Mantis: Enhancing Multimodal Models with Interleaved Multi-Image Instruction Tuning

Models & Research

The Engineer

6 May 2024 · 3 min read

Mantis tackles the challenge of training large multimodal models to excel in both single-image and multi-image tasks by introducing a unique dataset that enhances their reasoning and context comprehension skills.

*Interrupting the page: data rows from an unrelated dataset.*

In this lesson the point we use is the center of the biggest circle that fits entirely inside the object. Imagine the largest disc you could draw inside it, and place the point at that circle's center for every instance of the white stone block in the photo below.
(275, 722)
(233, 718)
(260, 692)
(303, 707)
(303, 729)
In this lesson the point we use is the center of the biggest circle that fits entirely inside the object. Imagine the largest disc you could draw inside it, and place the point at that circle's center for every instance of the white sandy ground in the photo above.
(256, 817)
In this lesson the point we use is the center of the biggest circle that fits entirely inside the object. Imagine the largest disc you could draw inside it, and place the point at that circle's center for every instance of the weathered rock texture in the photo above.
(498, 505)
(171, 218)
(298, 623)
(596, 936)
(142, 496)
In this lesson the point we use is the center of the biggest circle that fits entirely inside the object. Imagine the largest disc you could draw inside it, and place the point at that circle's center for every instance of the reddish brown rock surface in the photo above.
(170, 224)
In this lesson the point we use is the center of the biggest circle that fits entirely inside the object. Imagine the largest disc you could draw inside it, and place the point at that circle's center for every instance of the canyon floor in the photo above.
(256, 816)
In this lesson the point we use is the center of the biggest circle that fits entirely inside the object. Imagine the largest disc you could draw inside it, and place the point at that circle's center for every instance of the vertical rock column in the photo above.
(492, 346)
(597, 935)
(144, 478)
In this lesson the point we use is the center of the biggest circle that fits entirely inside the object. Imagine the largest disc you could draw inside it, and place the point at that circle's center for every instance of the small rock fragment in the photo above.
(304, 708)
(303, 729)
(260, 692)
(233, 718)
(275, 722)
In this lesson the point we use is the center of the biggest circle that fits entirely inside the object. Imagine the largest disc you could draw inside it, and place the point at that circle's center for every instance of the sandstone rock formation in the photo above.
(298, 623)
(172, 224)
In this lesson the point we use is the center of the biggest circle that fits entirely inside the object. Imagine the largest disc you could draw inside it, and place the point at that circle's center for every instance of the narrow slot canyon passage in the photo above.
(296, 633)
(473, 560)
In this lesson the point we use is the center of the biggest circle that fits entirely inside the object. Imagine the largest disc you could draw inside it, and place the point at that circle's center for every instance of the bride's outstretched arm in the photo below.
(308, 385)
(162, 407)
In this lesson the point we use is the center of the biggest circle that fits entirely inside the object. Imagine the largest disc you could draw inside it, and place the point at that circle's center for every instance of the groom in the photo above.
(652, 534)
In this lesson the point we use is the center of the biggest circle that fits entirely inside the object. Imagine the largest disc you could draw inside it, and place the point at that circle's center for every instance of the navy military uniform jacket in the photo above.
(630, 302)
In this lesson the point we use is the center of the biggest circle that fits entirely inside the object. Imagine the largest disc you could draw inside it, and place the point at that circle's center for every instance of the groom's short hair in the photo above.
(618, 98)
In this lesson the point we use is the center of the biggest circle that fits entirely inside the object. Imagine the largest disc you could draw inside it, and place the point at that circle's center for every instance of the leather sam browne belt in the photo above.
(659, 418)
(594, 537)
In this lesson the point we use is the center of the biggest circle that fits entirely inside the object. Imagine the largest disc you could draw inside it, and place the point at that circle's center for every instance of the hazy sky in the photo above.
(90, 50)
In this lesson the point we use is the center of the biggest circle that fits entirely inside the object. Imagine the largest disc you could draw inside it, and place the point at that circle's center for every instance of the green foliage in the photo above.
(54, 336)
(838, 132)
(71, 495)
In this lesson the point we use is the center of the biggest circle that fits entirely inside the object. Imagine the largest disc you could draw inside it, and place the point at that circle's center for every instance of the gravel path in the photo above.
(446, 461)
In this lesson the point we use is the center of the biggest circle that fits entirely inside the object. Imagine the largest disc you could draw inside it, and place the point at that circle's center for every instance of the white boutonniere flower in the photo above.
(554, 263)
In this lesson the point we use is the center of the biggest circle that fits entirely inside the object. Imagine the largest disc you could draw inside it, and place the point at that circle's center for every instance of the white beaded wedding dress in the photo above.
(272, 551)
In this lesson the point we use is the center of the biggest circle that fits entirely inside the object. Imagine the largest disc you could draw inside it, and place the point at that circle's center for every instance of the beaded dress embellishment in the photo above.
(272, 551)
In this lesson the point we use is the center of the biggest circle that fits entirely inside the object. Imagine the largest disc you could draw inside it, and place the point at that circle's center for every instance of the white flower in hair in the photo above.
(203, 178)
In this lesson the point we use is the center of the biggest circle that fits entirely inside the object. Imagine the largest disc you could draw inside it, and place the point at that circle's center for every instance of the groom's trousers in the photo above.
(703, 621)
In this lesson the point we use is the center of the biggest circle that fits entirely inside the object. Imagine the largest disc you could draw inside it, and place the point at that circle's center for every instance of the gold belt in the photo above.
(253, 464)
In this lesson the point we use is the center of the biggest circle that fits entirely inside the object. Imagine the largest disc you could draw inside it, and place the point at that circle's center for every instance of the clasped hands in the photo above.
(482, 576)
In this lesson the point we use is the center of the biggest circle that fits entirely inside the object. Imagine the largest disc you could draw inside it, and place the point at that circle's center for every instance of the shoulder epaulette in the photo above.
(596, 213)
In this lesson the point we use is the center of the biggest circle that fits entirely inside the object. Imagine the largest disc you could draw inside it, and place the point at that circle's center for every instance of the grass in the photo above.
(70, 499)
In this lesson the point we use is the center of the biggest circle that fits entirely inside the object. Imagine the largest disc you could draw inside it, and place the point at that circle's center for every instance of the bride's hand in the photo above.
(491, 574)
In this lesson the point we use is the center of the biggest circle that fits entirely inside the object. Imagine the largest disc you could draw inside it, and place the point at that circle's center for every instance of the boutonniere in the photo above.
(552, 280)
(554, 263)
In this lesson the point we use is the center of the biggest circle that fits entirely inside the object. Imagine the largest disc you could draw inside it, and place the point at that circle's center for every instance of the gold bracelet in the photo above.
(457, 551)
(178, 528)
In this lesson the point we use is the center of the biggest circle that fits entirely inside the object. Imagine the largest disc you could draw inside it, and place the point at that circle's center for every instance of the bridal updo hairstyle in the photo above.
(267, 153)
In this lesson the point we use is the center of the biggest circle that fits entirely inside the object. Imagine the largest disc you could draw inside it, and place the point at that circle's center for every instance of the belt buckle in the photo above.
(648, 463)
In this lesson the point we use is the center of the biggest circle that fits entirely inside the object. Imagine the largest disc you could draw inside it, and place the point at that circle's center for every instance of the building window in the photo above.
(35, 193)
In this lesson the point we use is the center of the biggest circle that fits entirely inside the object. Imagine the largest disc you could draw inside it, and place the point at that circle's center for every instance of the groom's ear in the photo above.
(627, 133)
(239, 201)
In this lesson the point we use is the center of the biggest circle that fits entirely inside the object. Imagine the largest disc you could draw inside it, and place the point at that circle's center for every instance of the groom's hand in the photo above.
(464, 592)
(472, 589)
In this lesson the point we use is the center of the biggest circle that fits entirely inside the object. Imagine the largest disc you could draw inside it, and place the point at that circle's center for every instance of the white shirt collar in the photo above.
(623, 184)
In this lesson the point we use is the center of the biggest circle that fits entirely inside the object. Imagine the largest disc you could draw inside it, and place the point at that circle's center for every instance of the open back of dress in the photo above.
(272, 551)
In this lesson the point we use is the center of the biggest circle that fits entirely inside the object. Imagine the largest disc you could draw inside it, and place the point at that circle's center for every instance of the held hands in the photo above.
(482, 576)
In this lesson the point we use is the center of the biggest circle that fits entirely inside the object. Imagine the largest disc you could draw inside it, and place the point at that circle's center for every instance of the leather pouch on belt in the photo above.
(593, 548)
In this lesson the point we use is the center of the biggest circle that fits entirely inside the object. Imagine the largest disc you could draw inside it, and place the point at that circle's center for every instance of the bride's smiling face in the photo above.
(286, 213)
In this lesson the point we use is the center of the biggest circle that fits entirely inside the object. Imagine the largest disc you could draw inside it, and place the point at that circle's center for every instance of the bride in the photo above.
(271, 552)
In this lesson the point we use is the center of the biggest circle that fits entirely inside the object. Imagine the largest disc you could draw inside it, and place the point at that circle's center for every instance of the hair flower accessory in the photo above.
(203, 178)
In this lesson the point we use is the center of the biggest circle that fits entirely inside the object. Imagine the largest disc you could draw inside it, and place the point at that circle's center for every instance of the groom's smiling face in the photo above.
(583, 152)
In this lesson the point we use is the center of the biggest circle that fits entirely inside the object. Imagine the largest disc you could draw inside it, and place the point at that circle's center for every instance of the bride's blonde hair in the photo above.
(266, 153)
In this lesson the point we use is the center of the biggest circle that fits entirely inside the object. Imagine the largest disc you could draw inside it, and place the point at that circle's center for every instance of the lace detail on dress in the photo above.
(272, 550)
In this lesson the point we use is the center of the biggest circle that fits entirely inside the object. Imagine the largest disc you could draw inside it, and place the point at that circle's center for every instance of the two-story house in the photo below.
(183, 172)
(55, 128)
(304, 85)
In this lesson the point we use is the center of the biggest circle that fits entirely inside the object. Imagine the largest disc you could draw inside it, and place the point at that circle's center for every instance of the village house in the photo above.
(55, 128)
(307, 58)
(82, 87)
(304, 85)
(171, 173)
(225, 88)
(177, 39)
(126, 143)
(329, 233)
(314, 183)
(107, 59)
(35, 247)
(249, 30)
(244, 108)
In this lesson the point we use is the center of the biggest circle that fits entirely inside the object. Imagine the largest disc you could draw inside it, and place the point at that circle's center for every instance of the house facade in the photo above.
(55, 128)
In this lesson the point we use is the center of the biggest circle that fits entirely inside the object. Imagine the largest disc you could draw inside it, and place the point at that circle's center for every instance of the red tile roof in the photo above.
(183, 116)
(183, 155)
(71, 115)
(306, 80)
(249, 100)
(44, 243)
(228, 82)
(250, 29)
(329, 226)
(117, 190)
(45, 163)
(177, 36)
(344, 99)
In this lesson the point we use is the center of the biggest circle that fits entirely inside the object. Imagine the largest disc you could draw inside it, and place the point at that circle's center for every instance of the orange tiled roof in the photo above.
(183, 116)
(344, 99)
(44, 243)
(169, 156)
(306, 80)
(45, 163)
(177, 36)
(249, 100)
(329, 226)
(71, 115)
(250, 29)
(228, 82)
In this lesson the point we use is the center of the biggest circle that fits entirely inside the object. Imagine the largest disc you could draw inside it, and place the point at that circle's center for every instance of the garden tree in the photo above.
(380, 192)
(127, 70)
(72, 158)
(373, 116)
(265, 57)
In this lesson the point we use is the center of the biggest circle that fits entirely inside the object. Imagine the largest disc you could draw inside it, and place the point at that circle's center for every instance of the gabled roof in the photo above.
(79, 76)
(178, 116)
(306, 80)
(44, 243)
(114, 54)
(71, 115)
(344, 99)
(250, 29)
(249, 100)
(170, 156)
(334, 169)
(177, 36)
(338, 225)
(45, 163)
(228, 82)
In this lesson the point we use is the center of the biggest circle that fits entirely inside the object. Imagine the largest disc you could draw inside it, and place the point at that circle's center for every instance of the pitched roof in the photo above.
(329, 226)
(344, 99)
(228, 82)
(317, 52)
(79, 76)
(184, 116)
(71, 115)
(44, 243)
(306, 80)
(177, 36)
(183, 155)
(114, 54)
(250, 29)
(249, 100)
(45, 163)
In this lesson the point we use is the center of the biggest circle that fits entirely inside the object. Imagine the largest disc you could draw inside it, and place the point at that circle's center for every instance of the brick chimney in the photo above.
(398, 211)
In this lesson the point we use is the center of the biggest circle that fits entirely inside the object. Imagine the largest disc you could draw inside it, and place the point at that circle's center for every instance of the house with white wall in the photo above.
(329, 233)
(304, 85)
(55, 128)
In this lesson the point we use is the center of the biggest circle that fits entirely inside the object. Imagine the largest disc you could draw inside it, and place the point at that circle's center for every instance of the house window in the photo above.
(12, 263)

Balancing Multi-Image and Single-Image Abilities in Large Multimodal Models

Recent advancements in large multimodal models (LMMs) have significantly improved their performance on single-image vision-language tasks. However, these models often struggle with multi-image visual language tasks, which require more complex reasoning and context understanding. Mantis, a new LLM developed by researchers from the University of Waterloo, Tsinghua University, and Sea AI Lab, aims to bridge this gap.

Key Contributions

Mantis-Instruct Data: A novel dataset for multimodal instruction tuning with 721K examples.
Mantis Model: An LLaMA-3-based model trained on Mantis-Instruct using academic-level resources.
State-of-the-Art Performance: Superior performance on five multi-image benchmarks while maintaining strong single-image capabilities.

Mantis-Instruct Data

The Mantis-Instruct dataset is the first fully text-image interleaved multimodal instruction tuning dataset. It contains 721K examples from 14 subsets, covering a range of multi-image skills:

Co-reference: Understanding and linking entities across multiple images.
Reasoning: Making logical inferences based on visual information.
Comparing: Identifying similarities and differences between images.
Temporal Understanding: Recognizing sequences and changes over time.

Dataset Composition

10 Existing Subsets:
- NLVR2, IconQA for reasoning
- DreamSim, Birds-to-Words for comparison
- NExT-QA, STAR for temporal understanding
4 New Datasets:
- LLaVA-665k-multi, LRV-multi for co-reference
- Contrast-Caption, Multi-VQA for broader reasoning (Multi-VQA generated by prompting GPT-4)

Mantis Model Architecture and Training

Mantis is built on the LLaMA-3 architecture and is designed to handle interleaved text and image inputs. The key aspects of its development include:

Interleaved Input: Mantis processes both text and images in a single input sequence, allowing it to better understand the context across multiple modalities.
Training Resources: Trained on Mantis-Instruct using 16 A100-40G GPUs for 36 hours, making it feasible with academic-level resources.

Performance Highlights

Mantis achieves state-of-the-art performance on five multi-image benchmarks:

NLVR2
Q-Bench
BLINK
MVBench
Mantis-Eval

Additionally, Mantis maintains strong single-image performance, comparable to models like CogVLM and Emu2. This balance is crucial for real-world applications where both types of tasks are common.

Open-Source Contributions

The researchers have made the Mantis-Instruct dataset, training/evaluation codes, and model checkpoints publicly available:

Dataset: Mantis-Instruct
Code: GitHub Repository
Models: Hugging Face Collections
Evaluation: Mantis-Eval

Conclusion

Mantis represents a significant step forward in the development of multimodal models capable of handling both single-image and multi-image tasks. By leveraging a carefully curated dataset and efficient training methods, Mantis achieves state-of-the-art performance while remaining accessible to researchers with limited resources. This work opens up new possibilities for applications requiring advanced visual language understanding.